In 1996, Bill Gross started Idealab. Over the next thirty years it launched 150 companies, took 45 of them public or sold them, and watched another 40 die. Seven became billion-dollar businesses. Bill is one of the great founders. He is also one of the great cautionary tales about studios.

The studio model works when it works, and it works in spasms.

The standard critique of studios has not changed since Idealab. Naval Ravikant put it best: a studio cannot attract the best founders, because the best founders will not give up forty percent of their company for an idea and a desk when a venture capitalist will give them money for fifteen. The studio is therefore left with the second-best founders, the second-best ideas, and the second-best outcomes. The seventy percent of studios that fail tend to fail this way.

We started Veronata in 2025 with this critique in mind. We knew the math.
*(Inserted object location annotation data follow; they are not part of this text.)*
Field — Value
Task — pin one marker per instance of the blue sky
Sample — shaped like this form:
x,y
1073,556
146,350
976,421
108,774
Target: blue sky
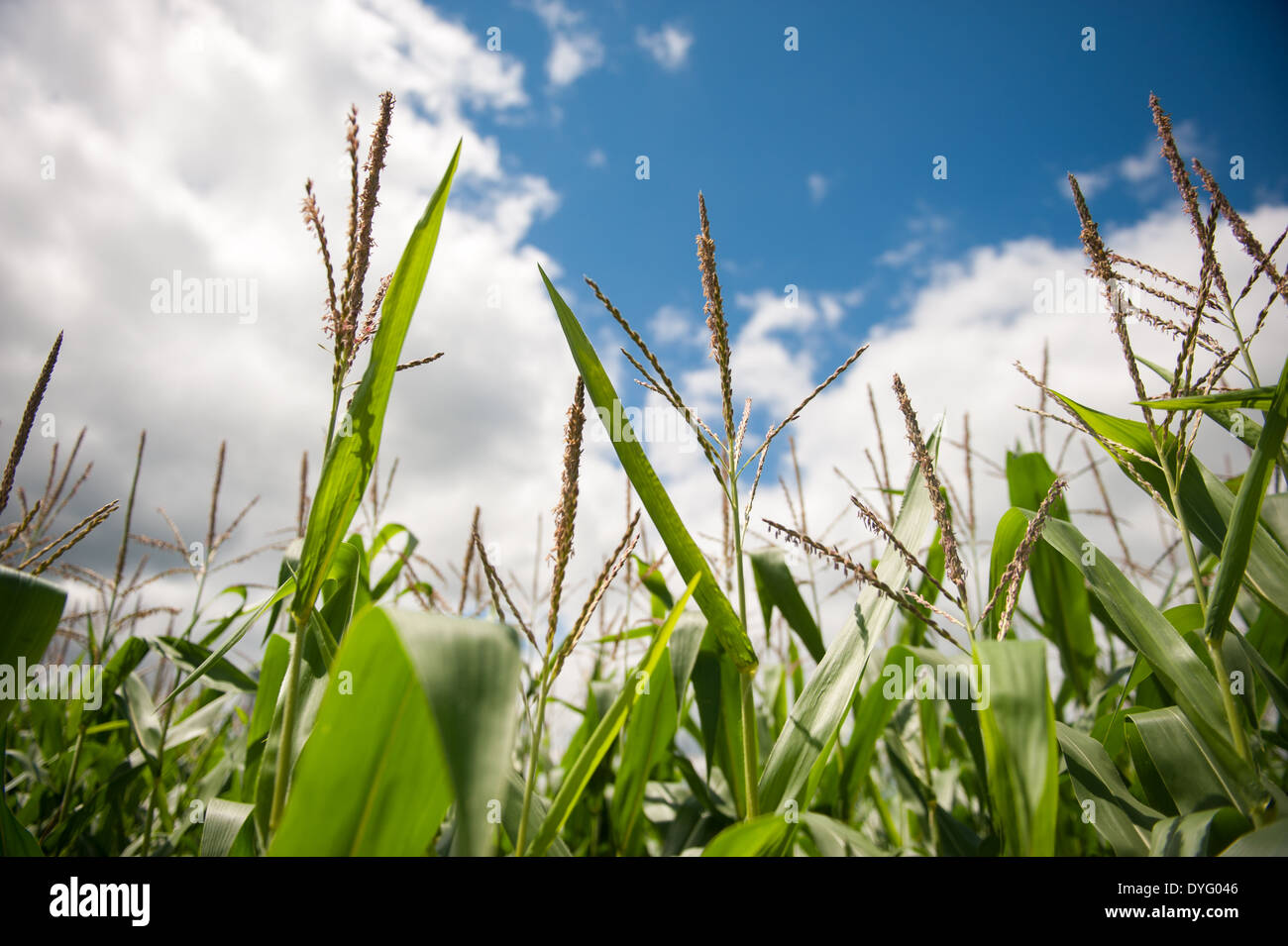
x,y
1006,94
183,136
The math is different now because of agents.

What broke the old studio

The historical studio failure mode is: one CEO, one company, one founder rationing attention across many things. A studio of seven products is a studio with seven CEOs, seventy employees, seven boards, seven payroll runs, and seven sets of all-hands meetings. The studio's general partner cannot pay attention to all of them. Talented founders detect the inattention and leave. The companies that remain are the ones whose founders had no better offers.
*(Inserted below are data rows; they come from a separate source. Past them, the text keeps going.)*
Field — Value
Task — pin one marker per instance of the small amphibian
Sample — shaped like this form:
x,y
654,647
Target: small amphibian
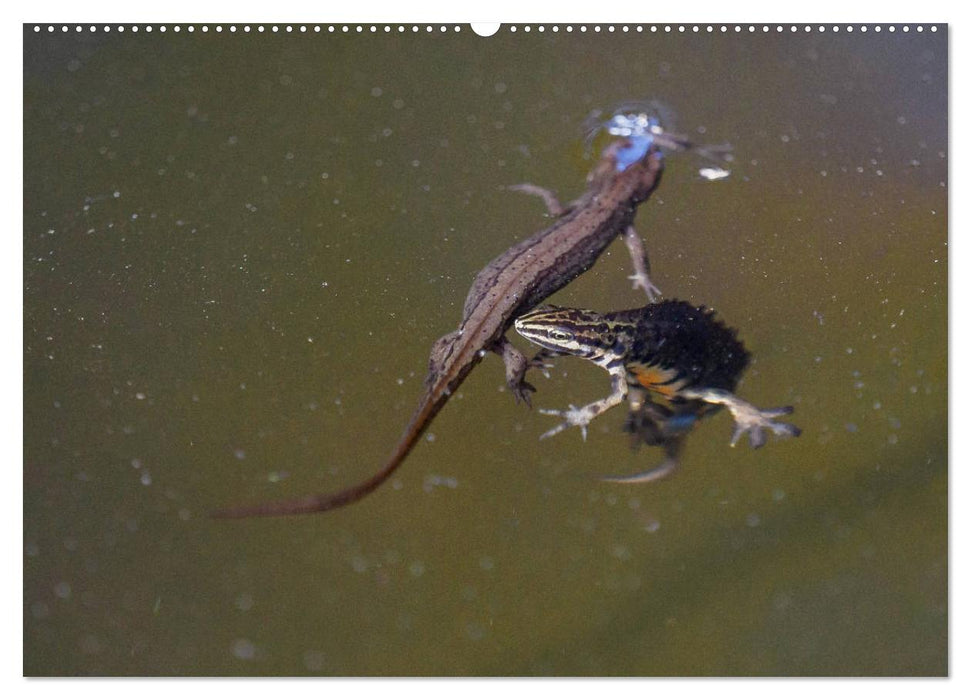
x,y
519,279
674,362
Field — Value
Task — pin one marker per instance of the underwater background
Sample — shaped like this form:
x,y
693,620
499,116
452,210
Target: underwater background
x,y
239,248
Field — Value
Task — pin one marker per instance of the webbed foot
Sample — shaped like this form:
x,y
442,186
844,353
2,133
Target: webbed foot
x,y
748,418
755,422
522,391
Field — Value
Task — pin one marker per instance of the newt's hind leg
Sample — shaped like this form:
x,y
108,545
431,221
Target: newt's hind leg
x,y
553,205
748,418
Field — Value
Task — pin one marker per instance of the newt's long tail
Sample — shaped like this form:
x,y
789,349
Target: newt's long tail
x,y
431,404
This is not a software problem. It is a coordination problem.

Bill Gross has talked about this in interviews. His most successful Idealab spinouts — Overture, Picasa — had founders who were going to start a company anyway and chose Idealab as a launchpad. The companies that started inside Idealab, with Idealab supplying the CEO from a rolodex, did much worse on average. The model selected for the wrong kind of founder.

What changes with agents

The agentic studio has one CEO and one set of agents. The agents do not need to be hired. They do not switch companies. They do not get diluted. They do not have meetings. They cost roughly three times what their human equivalent would cost per hour, and they work roughly three times as many hours. Conservatively, the throughput is about nine times what one human could produce alone.

We are not the first to make this observation. We are, as far as we can tell, the first to live in it.

Some specifics from the last twelve months:

  1. One human, seven products. Veronata's portfolio is StarSinger, Tuck, SnoreCam, PinkyBloom, PinkyBond, Quit336, and Tadula. There is one human. There is no team. There is no office of seven CEOs.
  1. Identification time is days, not months. Agents survey markets continuously. The interval from "spotted opportunity" to "shipped first version" is currently 6 to 10 weeks for an iOS app. The first iteration of Tuck took 7 weeks.
  1. Operations cost is logarithmic, not linear. Adding a seventh product to a studio of six adds roughly 15% to operating cost, not the 17% you would expect from one-seventh of the existing base. The agent stack — support, deploy, App Store paperwork, refund handling — is shared across all of them.
  1. Failure is cheap and informative. An agent-built product that fails dies within its first 90 days, at a total cost in the low five figures. Idealab's failures often took two years and high six figures.

What everyone else is missing

Y Combinator's most recent batch was its largest single bet on agents: 67 of the 144 Spring 2025 companies are building agents of one kind or another. Every single one of them is a single-product company. Not one of them is a studio.

This is the open lane.

A studio of consumer products operated by agents is not a new species. It is what holding companies have always wanted to be. The cost of running one used to make it untenable for anyone without a Buffett-grade insurance float. The cost of running one now is approximately seven Stripe accounts and one human's attention.

It is too early to know whether we are right. We have shipped seven things; none of them is a unicorn. Two are profitable. Three are not yet. Two are too young to tell. We will write about each launch's economics when we have a year's worth of operating data on each.

For now, the bet is on the table. If the studio model has been waiting for something, it has been waiting for this.